The next morning, Jones agrees with Mainwaring's laborious conclusion from Jones's chaotic books that his business is £50 short, and then tells Mainwaring that he has an unpaid bill from the orphanage for £50, which he produces from his pocket. Mainwaring is furious at having all his time wasted. In attempting to track down why the orphanage cannot pay the £50, Mainwaring interviews, in turn, the Vicar, Miss Twelvetrees and Frazer. He then convenes a meeting, inviting Wilson, Warden Hodges, the Pikes, the Verger, the Vicar, Frazer, Godfrey and Jones.

In the meeting, Mainwaring tracks the £50. Mrs Pike borrowed it from Wilson, who borrowed it from Godfrey, who borrowed it from Frazer. Frazer then withheld his rent from Miss Twelvetrees, who could not make her usual donation to the vicar, who could not pay Jones's meat bill. The meeting hears with horror that Mrs Pike needed the money to pay a huge increase in rent demanded by her landlord, the Warden. Mrs Pike then says that Hodges had said he would "let me off if I was 'nice to him'". At this, Wilson deliberately gets up, walks slowly but purposefully round the table and punches the Warden in the face, knocking him off his chair.

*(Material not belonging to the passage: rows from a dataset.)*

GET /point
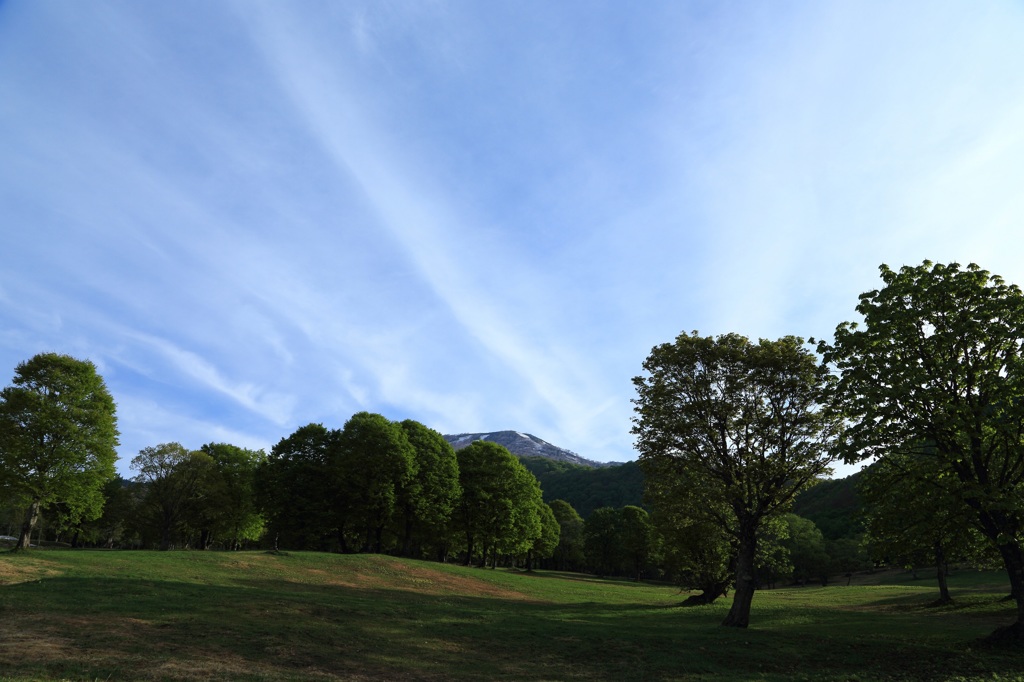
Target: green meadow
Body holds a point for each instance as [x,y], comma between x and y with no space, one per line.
[253,615]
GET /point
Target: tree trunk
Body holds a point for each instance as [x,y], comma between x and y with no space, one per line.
[940,567]
[708,595]
[739,613]
[31,516]
[1013,558]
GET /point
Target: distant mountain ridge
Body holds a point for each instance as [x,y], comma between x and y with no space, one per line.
[525,444]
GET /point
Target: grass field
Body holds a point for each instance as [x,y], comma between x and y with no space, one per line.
[205,615]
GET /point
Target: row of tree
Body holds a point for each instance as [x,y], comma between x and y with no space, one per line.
[931,384]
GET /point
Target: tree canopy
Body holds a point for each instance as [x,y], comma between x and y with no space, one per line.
[937,371]
[57,438]
[741,425]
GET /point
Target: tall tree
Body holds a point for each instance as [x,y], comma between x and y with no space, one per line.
[602,541]
[429,497]
[374,462]
[173,478]
[295,488]
[498,510]
[229,510]
[937,371]
[57,438]
[544,545]
[742,423]
[638,538]
[568,552]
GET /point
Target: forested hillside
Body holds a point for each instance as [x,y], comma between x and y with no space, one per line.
[588,488]
[834,506]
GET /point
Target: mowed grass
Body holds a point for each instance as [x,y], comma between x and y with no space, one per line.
[253,615]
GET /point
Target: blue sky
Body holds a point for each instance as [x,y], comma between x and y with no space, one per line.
[482,216]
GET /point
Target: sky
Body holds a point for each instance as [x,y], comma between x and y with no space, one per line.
[479,215]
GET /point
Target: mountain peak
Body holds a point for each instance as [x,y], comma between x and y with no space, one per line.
[523,444]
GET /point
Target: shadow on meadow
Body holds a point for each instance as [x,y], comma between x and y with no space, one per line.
[126,628]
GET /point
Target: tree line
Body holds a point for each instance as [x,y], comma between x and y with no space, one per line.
[929,384]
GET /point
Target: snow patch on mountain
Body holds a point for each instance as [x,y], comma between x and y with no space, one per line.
[523,444]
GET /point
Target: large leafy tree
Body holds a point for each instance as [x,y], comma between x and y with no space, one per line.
[937,371]
[173,479]
[228,511]
[57,438]
[430,495]
[295,488]
[639,539]
[602,541]
[743,425]
[545,544]
[568,553]
[498,510]
[374,462]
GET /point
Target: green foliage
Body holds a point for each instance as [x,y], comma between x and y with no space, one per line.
[740,426]
[568,555]
[807,550]
[294,488]
[602,542]
[228,508]
[172,479]
[547,541]
[937,371]
[639,540]
[431,495]
[588,488]
[498,511]
[373,463]
[57,438]
[834,505]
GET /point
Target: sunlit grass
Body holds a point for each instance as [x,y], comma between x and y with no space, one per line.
[92,614]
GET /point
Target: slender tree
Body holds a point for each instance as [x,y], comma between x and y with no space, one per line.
[295,489]
[498,511]
[568,553]
[743,424]
[937,371]
[57,439]
[374,462]
[429,497]
[173,478]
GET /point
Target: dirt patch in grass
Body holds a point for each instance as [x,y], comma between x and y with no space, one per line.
[411,578]
[12,572]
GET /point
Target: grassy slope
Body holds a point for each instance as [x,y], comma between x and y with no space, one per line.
[305,615]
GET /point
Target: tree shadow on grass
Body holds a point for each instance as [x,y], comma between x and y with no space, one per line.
[270,629]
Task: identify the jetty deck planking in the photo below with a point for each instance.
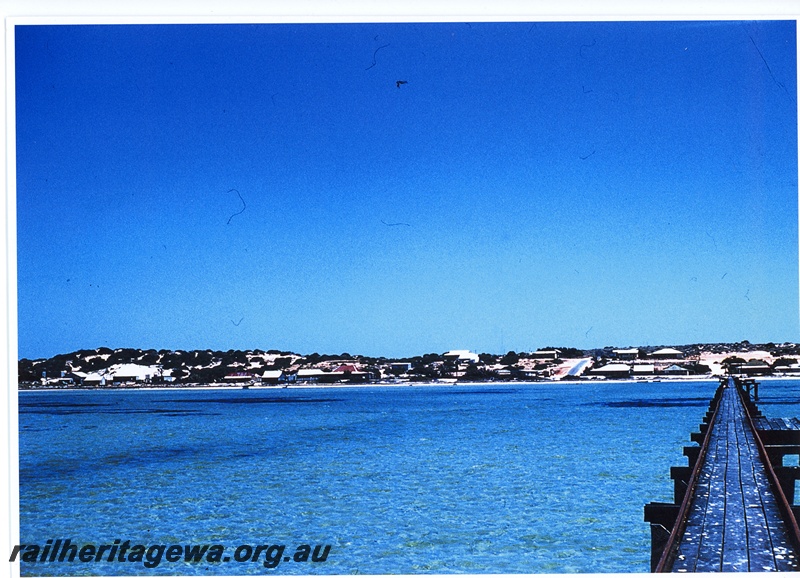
(734, 522)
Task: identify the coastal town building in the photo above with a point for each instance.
(273, 376)
(613, 370)
(546, 354)
(667, 353)
(626, 354)
(643, 369)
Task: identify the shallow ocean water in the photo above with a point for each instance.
(511, 478)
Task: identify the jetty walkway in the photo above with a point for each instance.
(733, 503)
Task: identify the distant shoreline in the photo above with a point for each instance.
(550, 383)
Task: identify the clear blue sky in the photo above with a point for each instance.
(270, 186)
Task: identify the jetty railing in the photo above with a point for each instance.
(668, 521)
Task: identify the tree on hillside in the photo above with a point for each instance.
(509, 358)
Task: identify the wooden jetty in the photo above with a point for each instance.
(733, 503)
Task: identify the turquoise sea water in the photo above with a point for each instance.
(520, 478)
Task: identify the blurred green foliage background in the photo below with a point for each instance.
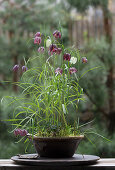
(19, 21)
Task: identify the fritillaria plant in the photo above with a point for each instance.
(49, 90)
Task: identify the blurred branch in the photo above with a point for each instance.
(93, 101)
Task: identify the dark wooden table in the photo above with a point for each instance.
(102, 164)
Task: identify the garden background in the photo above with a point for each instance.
(88, 25)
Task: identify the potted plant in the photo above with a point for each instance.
(48, 92)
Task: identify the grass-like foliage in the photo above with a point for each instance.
(48, 88)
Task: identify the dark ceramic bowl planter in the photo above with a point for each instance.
(56, 147)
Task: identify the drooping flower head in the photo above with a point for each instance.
(72, 70)
(58, 71)
(73, 60)
(37, 40)
(16, 68)
(41, 49)
(57, 34)
(67, 56)
(24, 68)
(84, 60)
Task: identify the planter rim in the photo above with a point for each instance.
(55, 138)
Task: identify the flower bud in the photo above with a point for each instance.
(72, 70)
(48, 42)
(67, 56)
(21, 132)
(73, 60)
(84, 60)
(38, 34)
(37, 40)
(41, 49)
(58, 71)
(24, 68)
(16, 68)
(57, 34)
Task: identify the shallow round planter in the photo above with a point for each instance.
(56, 147)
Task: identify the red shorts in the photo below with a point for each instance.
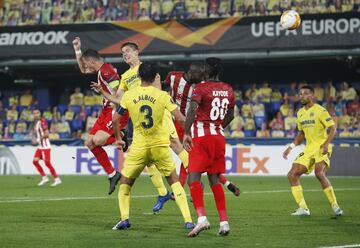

The room is stunned, especially the Pikes, who are very impressed. Hodges complains that he has always liked her but that she is besotted with Wilson, to which Pike says "Why don't you hit him again, Uncle Arthur!" Hodges is shamed into cashing a £50 cheque from Mainwaring, who gives it to Mrs Pike, who gives it to Wilson, to Godfrey, to Frazer, to Miss Twelvetrees, to the Vicar, via the Verger to Jones, who gives it back to Mainwaring.

All is concluded, and Mainwaring's triumph seems complete and unblemished, but then he is confronted in front of everyone by the irate grocer, Mr Swann, to whom Mainwaring's wife owes £49 17/6, and he has to pay up.

==Cast==
- Arthur Lowe as Captain Mainwaring
- John Le Mesurier as Sergeant Wilson
- Clive Dunn as Lance Corporal Jones
- John Laurie as Private Frazer
- Arnold Ridley as Private Godfrey
- Ian Lavender as Private Pike
- Janet Davies as Mrs Pike
- Bill Pertwee as ARP Warden Hodges
- Edward Sinclair as The Verger
- Frank Williams as The Vicar
- Colin Bean as Private Sponge
- Natalie Kent as Miss Twelvetrees
- Ronnie Brody as Mr Swann

==Notes==
1. Pike makes a reference to the Charlie Chan series of films starring Warner Oland, in particular Charlie Chan in London (1934), when Mainwaring calls a meeting to reveal the identity of the villain.